The work done at Ihuru has proven that Mineral Accretion can resolve major environmental problems in a cost-effective way that no other technology can. Visitors have come from around the world to observe the Ihuru structures, and they have been featured on television programs by the BBC, German, Japanese, and Italian networks, diving magazines, and newspaper articles worldwide as a unique new approach to sustainable ecological engineering.

These projects received international recognition by restoration ecologists when the top award of the Society for Ecological Restoration, the Theodore M. Sperry Award for "pioneers and innovators in restoration", was awarded to Wolf Hilbertz and Tom Goreau at the 1998 annual conference in Austin, Texas. These new technologies could be readily applied on a much larger scale to help resolve the critical environmental problems the Maldives will face in coming years from global warming and sea level rise. They are simple to learn and apply.

Although new concepts must be learned, the skills possessed by any village electrician and welder can be readily applied. Maldivians have already demonstrated their mastery of these methods at Ihuru. The inventors and patent holders of Mineral Accretion, Wolf Hilbertz and Tom Goreau, are prepared to transfer their knowledge to Maldivians at cost, without seeking royalties or profits on the technology, because of the great significance and urgency that they have for the Maldives and for all low-lying tropical island nations.

The new technologies can be applied on any scale, and are applicable to even the smallest and most remote communities as well as the largest. The skills for maintaining and repairing mineral accretion structures are quickly acquired locally, following which no expensive foreign experts are needed to maintain them.

Decisions to try innovative new approaches must be made by Maldivians based on choosing the best available technology for their needs, and recognizing that foreign funding agencies and expensive "experts" are simply blindly copying the failures of the past and inhibiting development of new endogenous skills.

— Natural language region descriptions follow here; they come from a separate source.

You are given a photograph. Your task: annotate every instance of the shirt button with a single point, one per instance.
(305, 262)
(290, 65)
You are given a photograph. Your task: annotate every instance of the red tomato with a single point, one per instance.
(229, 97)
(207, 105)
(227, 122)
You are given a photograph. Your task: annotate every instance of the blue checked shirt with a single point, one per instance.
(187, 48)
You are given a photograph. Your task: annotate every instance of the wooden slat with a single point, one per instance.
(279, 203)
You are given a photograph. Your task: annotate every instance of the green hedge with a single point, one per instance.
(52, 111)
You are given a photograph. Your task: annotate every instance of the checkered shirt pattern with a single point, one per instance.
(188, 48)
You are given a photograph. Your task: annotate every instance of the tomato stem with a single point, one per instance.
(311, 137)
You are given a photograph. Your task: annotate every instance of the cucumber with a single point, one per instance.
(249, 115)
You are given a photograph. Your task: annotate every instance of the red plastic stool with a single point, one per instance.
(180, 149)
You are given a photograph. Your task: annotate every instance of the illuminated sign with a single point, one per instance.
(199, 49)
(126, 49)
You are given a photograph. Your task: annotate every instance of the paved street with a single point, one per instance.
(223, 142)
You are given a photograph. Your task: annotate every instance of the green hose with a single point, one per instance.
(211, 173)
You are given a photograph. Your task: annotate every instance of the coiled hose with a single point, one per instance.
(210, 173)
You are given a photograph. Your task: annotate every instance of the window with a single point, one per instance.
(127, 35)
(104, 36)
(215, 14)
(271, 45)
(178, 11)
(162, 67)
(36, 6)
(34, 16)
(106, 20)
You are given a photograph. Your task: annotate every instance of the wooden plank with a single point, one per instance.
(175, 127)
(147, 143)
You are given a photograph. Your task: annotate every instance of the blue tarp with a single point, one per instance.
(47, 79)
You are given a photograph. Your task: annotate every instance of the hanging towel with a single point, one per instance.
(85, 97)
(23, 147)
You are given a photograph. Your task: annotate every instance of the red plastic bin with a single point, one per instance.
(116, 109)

While growing large scale mineral accretion seawalls may seem grandiose, the real question is not whether more seawalls will be needed in the Maldives in coming years but whether mineral accretion is a more cost-effective and sustainable alternative to concrete and rock walls.

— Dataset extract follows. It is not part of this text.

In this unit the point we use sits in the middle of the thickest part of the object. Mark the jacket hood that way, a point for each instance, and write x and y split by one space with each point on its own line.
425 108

  1. Maldivian environmental policy makers should compare the mineral accretion structures and surrounding reefs for themselves. The results are hard to believe without seeing it for oneself.


  1. A workshop should be held to train all interested Maldivians in the methods, design, construction, maintenance, and repair of Mineral Accretion structures. This workshop should be held in Dhivehi, and taught by the staff at Ihuru Tourist Resort who has worked on these projects. Funding should be sought to provide the necessary materials so that each participant can conduct a pilot project on their own island.


  1. Large-scale Mineral Accretion coral nurseries should be constructed to greatly accelerate the growth, reproduction, and settlement of new corals in bleaching damaged reefs, and to maintain diverse reef fish populations. Rare surviving coral species should be sought and propagated. The next few years will be the most critical for accelerating ecosystem recovery.


  1. Pilot projects in the production of construction materials should be started. Many of these projects could be designed to allow the hydrogen produced by Mineral Accretion to be trapped and used as a non-polluting fuel.


  1. Large scale submerged breakwaters should be grown to protect the coastlines of inhabited and tourist islands from erosion. These will be especially needed in the next few years as the dead coral breaks up and as sea level rise continues. These should use a new modular construction system that is far more rapid to construct than the welded structures used previously. A major focus should be development of new approaches to baffle waves and cause them to lose their coherence and strength in situ instead of reflecting them with a solid sea wall, as this will be far more efficient in terms of materials.


  1. Existing seawalls and dock pilings, whether of steel bulkheads, concrete, or rock rubble should be protected by using Mineral Accretion to halt corrosion, cement them together, and virtually eliminate repair and replacement costs. These should use renewable energy sources such as photovoltaics and ocean currents.


  1. Artificial islands should be protected using mineral accretion breakwaters and seawalls. The obvious place to start is to protect the greatly expanded new dredgefill at Hulhule, which is highly vulnerable to sea level rise.


  1. Pilot projects should be rapidly initiated using Gorlov turbines to create potentially almost unlimited energy supplies from the intense tidal currents in the major tidal passes of all Maldivian atolls. Such projects should begin in the pass between Male and Hulhule, where Gorlov turbines can be used to generate the energy to protect the coastline of the new artificial island at Hulhule and to provide electricity.



We thank Ahmed Mujuthaba for supporting these pilot projects and helpful advice, and Hassan Maniku for initial contacts.